Since OSM is described  as ‘Wikipedia of maps‘, the analogy that I was starting to think of was that it’s a bit like a parallel history, in which in 2001, as Wikipedia starts, Encarta and Britannica look at the upstart and set up their own crowdsourcing operations so within 3 years they are up and running. By 2011, Wikipedia continues as a copyright free encyclopedia with sizable community, but Encarta and Britannica have more contributors and more visibility.

Knowing OSM closely, I felt that this is not a fair analogy. While there are some organisational and contribution practices that can be used to claim that ‘it’s the fault of the licence’ or ‘it’s because of the project’s culture’ and therefore justify this, not flattering, analogy to OSM, I sensed that there is something else that should be used to explain what is going on.

TripAdvisor FlorenceThen, during my holiday in Italy, I was enjoying the offline TripAdvisor app for Florence, using OSM for navigation (in contrast to Google Maps which are used in the online app) and an answer emerged. Within OSM community, from the start, there was some tension between the ‘map’ and ‘database’ view of the project. Is it about collecting the data so beautiful maps or is it about building a database that can be used for many applications?

Saying that OSM is about the map mean that the analogy is correct, as it is very similar to Wikipedia – you want to share knowledge, you put it online with a system that allow you to display it quickly with tools that support easy editing the information sharing. If, on the other hand, OSM is about a database, then OSM is about something that is used at the back-end of other applications, a lot like DBMS or Operating System. Although there are tools that help you to do things easily and quickly and check the information that you’ve entered (e.g. displaying the information as a map), the main goal is the building of the back-end.

Maybe a better analogy is to think of OSM as ‘Linux of maps’, which mean that it is an infrastructure project which is expected to have a lot of visibility among the professionals who need it (system managers in the case of Linux, GIS/Geoweb developers for OSM), with a strong community that support and contribute to it. The same way that some tech-savvy people know about Linux, but most people don’t, I suspect that TripAdvisor offline users don’t notice that they use OSM, they are just happy to have a map.

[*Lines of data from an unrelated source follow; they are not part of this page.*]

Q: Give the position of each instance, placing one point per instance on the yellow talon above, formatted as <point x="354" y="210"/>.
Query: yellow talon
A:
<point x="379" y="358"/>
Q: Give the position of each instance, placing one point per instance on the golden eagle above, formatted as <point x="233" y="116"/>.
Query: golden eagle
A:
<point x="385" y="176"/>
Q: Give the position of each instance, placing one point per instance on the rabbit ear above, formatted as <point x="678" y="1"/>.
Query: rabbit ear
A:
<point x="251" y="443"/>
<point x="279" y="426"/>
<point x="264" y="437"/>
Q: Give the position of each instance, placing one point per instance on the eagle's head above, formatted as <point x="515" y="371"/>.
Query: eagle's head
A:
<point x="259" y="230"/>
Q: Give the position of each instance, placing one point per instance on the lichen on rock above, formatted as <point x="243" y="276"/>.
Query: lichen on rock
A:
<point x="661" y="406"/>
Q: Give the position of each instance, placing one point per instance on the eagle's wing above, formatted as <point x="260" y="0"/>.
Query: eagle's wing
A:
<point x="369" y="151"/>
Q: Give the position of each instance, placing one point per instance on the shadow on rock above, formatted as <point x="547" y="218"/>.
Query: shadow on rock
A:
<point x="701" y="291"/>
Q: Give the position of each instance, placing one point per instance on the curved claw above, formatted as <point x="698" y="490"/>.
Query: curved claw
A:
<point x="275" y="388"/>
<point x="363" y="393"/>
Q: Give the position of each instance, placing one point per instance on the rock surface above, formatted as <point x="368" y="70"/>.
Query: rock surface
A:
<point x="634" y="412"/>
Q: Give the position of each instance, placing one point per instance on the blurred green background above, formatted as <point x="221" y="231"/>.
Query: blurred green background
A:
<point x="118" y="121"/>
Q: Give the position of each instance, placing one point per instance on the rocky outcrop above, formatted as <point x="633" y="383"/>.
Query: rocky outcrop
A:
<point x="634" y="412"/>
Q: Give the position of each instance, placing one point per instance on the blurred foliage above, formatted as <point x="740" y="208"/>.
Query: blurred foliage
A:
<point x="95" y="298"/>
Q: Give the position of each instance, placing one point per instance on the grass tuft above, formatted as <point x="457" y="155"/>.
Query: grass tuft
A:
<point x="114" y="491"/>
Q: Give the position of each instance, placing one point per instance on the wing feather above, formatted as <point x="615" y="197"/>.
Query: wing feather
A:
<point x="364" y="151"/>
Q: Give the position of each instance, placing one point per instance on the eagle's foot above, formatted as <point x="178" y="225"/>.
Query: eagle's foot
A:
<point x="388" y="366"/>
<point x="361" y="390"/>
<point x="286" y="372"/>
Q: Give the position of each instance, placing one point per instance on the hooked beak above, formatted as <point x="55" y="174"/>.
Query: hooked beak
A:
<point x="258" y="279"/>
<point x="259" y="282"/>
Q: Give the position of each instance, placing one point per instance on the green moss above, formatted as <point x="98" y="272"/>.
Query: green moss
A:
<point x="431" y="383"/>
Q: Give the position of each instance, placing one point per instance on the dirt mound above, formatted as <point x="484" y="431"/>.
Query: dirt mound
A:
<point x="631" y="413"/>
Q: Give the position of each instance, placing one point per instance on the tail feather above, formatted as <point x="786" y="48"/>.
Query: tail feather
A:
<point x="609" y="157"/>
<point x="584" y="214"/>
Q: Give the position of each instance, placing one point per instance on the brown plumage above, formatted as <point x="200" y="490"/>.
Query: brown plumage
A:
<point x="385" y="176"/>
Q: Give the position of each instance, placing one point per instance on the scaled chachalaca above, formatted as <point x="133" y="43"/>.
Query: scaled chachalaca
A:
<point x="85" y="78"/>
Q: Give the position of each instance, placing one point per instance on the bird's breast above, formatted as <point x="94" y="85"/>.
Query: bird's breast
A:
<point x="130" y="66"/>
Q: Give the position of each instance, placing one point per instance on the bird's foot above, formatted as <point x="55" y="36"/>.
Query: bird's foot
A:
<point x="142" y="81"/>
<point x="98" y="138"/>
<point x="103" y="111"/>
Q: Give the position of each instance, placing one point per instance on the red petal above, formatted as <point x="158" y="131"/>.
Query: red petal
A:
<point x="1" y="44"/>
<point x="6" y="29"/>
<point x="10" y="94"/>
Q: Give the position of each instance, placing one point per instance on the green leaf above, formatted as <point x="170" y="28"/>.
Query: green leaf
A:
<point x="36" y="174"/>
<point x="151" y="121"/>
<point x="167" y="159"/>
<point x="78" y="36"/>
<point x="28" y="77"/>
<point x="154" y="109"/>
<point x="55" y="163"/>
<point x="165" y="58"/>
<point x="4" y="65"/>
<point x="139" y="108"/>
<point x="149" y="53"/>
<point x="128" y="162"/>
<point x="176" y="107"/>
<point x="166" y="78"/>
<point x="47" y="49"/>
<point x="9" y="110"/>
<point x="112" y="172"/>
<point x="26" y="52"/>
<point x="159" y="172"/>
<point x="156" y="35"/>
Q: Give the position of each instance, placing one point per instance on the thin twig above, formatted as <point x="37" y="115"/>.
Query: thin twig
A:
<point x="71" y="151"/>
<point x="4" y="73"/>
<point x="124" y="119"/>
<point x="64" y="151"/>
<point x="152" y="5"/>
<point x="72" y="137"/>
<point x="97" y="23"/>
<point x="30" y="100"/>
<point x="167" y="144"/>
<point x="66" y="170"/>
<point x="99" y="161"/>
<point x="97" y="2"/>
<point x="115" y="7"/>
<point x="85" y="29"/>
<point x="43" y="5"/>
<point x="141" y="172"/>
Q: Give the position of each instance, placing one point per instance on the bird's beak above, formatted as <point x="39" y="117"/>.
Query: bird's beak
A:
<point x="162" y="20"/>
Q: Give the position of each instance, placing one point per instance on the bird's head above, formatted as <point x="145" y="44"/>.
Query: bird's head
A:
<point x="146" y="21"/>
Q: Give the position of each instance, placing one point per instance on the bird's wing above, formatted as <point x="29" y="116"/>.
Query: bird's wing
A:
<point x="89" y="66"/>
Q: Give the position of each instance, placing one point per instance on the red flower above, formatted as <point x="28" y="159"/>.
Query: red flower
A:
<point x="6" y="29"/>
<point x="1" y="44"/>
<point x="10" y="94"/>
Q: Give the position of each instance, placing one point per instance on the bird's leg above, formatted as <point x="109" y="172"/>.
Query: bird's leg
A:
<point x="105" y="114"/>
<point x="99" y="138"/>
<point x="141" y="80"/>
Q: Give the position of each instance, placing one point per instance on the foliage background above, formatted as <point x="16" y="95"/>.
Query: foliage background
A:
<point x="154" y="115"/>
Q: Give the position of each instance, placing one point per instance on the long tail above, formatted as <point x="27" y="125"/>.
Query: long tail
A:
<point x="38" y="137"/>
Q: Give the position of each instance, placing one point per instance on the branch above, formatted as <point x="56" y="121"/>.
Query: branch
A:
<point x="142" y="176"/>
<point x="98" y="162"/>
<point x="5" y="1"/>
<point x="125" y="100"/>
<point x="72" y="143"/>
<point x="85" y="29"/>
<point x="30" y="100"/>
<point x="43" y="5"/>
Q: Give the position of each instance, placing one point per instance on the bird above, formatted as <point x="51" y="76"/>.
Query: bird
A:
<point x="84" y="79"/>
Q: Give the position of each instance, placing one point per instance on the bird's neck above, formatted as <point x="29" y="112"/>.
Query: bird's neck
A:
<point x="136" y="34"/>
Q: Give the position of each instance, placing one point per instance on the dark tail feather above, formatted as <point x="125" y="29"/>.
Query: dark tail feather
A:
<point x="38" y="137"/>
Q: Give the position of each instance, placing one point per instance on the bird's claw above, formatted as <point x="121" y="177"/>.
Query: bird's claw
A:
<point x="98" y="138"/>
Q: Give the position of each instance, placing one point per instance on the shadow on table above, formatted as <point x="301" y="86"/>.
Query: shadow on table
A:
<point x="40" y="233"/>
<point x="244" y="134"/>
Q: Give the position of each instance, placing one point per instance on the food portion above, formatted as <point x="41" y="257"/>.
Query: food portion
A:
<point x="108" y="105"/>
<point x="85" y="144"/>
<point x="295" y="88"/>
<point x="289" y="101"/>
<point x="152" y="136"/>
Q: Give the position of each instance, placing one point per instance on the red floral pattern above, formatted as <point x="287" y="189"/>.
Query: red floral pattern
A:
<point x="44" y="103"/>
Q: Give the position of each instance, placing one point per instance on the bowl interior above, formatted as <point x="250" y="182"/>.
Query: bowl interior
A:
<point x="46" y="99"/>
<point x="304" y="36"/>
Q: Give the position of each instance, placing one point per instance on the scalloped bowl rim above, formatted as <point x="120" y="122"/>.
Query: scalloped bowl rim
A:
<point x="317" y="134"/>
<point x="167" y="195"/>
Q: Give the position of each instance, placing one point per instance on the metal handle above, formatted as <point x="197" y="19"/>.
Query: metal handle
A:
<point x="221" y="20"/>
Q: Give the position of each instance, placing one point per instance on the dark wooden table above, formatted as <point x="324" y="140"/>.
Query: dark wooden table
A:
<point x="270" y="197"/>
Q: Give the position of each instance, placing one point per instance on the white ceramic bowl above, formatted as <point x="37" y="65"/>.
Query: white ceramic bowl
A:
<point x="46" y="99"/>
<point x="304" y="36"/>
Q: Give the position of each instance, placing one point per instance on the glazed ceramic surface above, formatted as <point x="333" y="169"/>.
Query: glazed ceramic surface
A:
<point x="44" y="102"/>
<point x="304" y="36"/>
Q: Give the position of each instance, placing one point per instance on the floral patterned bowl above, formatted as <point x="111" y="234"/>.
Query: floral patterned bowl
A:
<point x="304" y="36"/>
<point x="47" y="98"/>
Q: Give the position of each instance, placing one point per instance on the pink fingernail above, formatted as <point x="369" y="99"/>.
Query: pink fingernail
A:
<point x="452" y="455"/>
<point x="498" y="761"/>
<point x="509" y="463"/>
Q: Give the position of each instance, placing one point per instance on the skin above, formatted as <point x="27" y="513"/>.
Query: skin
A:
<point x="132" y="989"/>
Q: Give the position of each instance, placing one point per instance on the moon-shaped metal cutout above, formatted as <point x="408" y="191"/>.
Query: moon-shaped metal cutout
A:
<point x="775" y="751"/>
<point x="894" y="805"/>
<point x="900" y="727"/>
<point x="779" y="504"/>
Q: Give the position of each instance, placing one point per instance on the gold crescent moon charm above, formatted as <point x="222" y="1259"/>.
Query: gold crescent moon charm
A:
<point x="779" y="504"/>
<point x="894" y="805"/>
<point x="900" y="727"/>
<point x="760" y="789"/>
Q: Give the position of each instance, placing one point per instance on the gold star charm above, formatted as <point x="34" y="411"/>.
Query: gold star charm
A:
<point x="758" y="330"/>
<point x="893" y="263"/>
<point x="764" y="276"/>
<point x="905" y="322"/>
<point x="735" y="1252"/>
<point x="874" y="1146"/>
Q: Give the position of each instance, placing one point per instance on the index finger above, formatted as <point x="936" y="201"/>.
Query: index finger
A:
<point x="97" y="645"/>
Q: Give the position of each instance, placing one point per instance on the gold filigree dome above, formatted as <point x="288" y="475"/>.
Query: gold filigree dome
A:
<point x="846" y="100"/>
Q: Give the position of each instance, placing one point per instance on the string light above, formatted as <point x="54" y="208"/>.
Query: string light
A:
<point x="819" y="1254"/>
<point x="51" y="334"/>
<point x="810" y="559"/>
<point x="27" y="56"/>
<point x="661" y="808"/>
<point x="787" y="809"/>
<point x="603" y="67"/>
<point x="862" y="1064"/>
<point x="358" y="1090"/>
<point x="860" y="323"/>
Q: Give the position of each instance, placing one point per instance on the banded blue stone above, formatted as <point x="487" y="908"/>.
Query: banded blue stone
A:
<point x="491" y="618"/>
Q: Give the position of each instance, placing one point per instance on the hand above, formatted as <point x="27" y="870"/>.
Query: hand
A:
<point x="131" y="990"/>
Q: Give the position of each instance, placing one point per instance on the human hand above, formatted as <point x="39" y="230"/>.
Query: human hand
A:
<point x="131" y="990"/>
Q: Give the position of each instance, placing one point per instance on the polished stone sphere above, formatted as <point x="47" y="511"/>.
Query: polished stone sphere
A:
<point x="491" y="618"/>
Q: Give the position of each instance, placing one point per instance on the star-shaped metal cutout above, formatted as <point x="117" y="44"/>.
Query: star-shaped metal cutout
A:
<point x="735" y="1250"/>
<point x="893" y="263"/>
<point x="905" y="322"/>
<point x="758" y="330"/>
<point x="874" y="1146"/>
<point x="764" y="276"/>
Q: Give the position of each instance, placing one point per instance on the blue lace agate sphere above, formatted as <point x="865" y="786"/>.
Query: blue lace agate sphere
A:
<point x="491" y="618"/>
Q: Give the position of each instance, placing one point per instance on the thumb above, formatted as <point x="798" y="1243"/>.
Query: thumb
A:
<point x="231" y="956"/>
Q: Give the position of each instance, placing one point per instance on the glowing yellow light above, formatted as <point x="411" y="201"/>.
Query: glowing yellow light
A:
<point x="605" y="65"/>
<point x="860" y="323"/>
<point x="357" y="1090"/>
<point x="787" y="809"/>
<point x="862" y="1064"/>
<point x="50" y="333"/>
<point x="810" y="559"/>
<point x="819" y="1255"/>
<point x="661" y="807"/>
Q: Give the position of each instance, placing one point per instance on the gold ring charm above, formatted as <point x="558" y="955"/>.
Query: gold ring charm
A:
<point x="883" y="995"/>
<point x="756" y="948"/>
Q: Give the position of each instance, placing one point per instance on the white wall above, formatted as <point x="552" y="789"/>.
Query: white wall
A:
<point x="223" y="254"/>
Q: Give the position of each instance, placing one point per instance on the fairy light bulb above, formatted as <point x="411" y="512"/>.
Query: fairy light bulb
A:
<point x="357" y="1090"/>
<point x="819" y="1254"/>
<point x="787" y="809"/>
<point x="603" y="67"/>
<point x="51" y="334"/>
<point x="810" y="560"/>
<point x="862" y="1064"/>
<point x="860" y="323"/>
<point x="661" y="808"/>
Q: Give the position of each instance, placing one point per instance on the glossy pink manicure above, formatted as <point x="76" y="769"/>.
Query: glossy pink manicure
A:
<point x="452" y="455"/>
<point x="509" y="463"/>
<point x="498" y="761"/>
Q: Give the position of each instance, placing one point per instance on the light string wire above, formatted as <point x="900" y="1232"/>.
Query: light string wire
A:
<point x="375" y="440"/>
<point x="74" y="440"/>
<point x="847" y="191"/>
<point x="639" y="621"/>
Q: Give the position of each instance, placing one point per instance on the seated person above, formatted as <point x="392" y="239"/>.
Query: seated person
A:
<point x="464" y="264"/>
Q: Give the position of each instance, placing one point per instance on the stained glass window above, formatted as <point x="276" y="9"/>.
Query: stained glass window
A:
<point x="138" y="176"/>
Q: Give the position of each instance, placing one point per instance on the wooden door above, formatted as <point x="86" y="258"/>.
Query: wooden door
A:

The problem with the Linux analogy is that OSM is more than software – it is indeed a database of information about geography from all over the world (and therefore the Wikipedia analogy has its place). Therefore, it is somewhere in between. In a way, it provide a demonstration for the common claim in GIS circles that ‘spatial is special‘. Geographical information is infrastructure in the same way that operating systems or DBMS are, but in this case it’s not enough to create an empty shell that can be filled-in for the specific instance, but there is a need for a significant amount of base information before you are able to start building your own application with additional information. This is also the philosophical difference that make the licensing issues more complex!

In short, both Linux or Wikipedia analogies are inadequate to capture what OSM is. It has been illuminating and fascinating to follow the project over its first decade,  and may it continue successfully for more decades to come.